A couple of years ago, Oracle sued Google for copyright and patent infringement of it's Java virtual machine and programming language. In the original complaint, Oracle claimed that Google's Android operating system infringed patents and copyrights owned by Oracle.
The results are in. Google essentially won the lawsuit with the jury ruling against Oracle on almost everything. Oracle had to pay costs for Google.
But Oracle is appealing on one issue in particular. Oracle is saying that the Java API should be protected by copyright law. There are two problems with their argument. One is that their request would break more than a century of stare decisis. Two is that their request would break the software industry.
What is an API? An API is also known as an Application Programming Interface. Every piece of software has one. Operating systems are a great example. An API for an operating system allows a programmer to write a set of instructions, a program, to talk to the operating system. With knowledge of an operating system API, programs can be written to request access to hardware, time on the CPU to run instructions and write results to disk or memory or the display.

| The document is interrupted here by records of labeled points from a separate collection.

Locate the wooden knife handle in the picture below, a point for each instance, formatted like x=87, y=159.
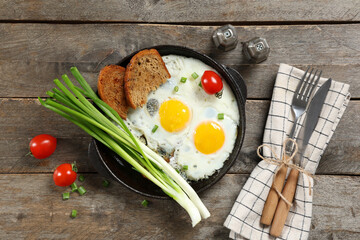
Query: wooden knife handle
x=273, y=198
x=283, y=209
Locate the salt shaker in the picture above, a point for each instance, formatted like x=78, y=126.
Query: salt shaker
x=225, y=37
x=256, y=49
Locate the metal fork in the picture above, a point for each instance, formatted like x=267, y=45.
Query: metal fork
x=300, y=100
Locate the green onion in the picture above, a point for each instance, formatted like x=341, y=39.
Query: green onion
x=106, y=183
x=144, y=203
x=154, y=128
x=105, y=125
x=81, y=190
x=73, y=213
x=81, y=178
x=74, y=187
x=66, y=196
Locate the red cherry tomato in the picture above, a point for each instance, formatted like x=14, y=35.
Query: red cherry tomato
x=64, y=175
x=42, y=146
x=211, y=82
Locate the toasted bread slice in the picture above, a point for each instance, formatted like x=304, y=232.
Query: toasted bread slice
x=111, y=88
x=145, y=73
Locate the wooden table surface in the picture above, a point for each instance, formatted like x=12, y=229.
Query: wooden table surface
x=40, y=40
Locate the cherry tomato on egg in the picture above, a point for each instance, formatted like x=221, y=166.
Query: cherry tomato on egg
x=211, y=82
x=64, y=175
x=42, y=146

APIs allow programs to talk to each other. An API is a set of rules that allow me to write a program that will talk to another program, often written by someone else. Once I know the rules, I can send instructions to the other program to achieve a desired result.
Java has a very well documented programming interface. Google created the Android operating system to mimic Java and still run on small devices. Google also copied part of the Java API so that programmers familiar with Java could write applications for Android without having to learn a new language. That is what Oracle is suing Google about.
A swarm of innovators has arisen to sign onto an amicus brief explaining to the appeals court that Oracle is making an absurd request. Oracle's efforts to get copyright protection for the Java API reflect an effort to cut off the air supply for Android. It would also give programmers unprecedented control over who can write compatible programs for say, an operating system or documents produced by an office productivity suite.
If Oracle prevails on appeal, the decision would mean, for example, that Microsoft could assert copyright infringement on all free software that runs on Windows. That is, unless free software were to adhere to conditions set by Microsoft. It is easy to see how Microsoft (and Oracle) would try to extract prohibitive license fees to prevent competition from taking root around them.
Over the last 30 years, copyright laws have been made so strong that the public domain is starting to suffer and that is starting to show. Enlarging rights for programmers would create a copyright thicket that is impossible for programmers to navigate. Enlarging rights for programmers would also restrict domestic programmers so much that the world would simply run around us like damage, avoiding our products for lack of interoperability.
If Oracle prevails, free software that now runs on Windows and MacOS would be in peril, subject to the whims of Microsoft and Apple. In a way, it is nuclear war in software.
Nobody wins in a war. Nobody. Oracle's appeal should be rejected immediately to prevent yet another hindrance to innovation in America.